On Fri, Aug 01, 2025 at 12:48:09PM +0200, Jan Kara wrote:
On Fri 01-08-25 09:38:38, Thomas Weißschuh wrote:
replace_fd() returns either a negative error number or the number of the new file descriptor. The current code misinterprets any positive file descriptor number as an error.
Only check for negative error numbers, so that __receive_sock() is called correctly for valid file descriptors.
Fixes: 173817151b15 ("fs: Expand __receive_fd() to accept existing fd") Fixes: 42eb0d54c08a ("fs: split receive_fd_replace from __receive_fd") Cc: stable@vger.kernel.org Signed-off-by: Thomas Weißschuh thomas.weissschuh@linutronix.de
Indeed. I'm wondering how come nobody noticed...
One word: seccomp. Considering the background amount of bogus userland behaviour coming with it, I wouldn't expect a... vigorous test coverage for that one ;-/
It's definitely a bug that needs fixing, but I'm not sure this is the right way to fix it.
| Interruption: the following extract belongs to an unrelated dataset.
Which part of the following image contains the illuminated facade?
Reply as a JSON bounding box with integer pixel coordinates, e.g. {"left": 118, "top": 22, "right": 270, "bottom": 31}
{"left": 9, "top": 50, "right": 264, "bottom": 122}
Look: replace_fd(fd, file, flags) returns fd on success and -E... on failure. Not a single user cares which non-negative value had been returned. What's more, "returns fd on success" is a side effect of using do_dup2() and being lazy about it.
And the entire thing is not on any hot paths. So I suspect that a better fix would be
err = do_dup2(files, file, fd, flags); if (err < 0) return err; return 0;
in replace_fd() in place of return do_dup2(files, file, fd, flags);
so we don't invite more surprises like that.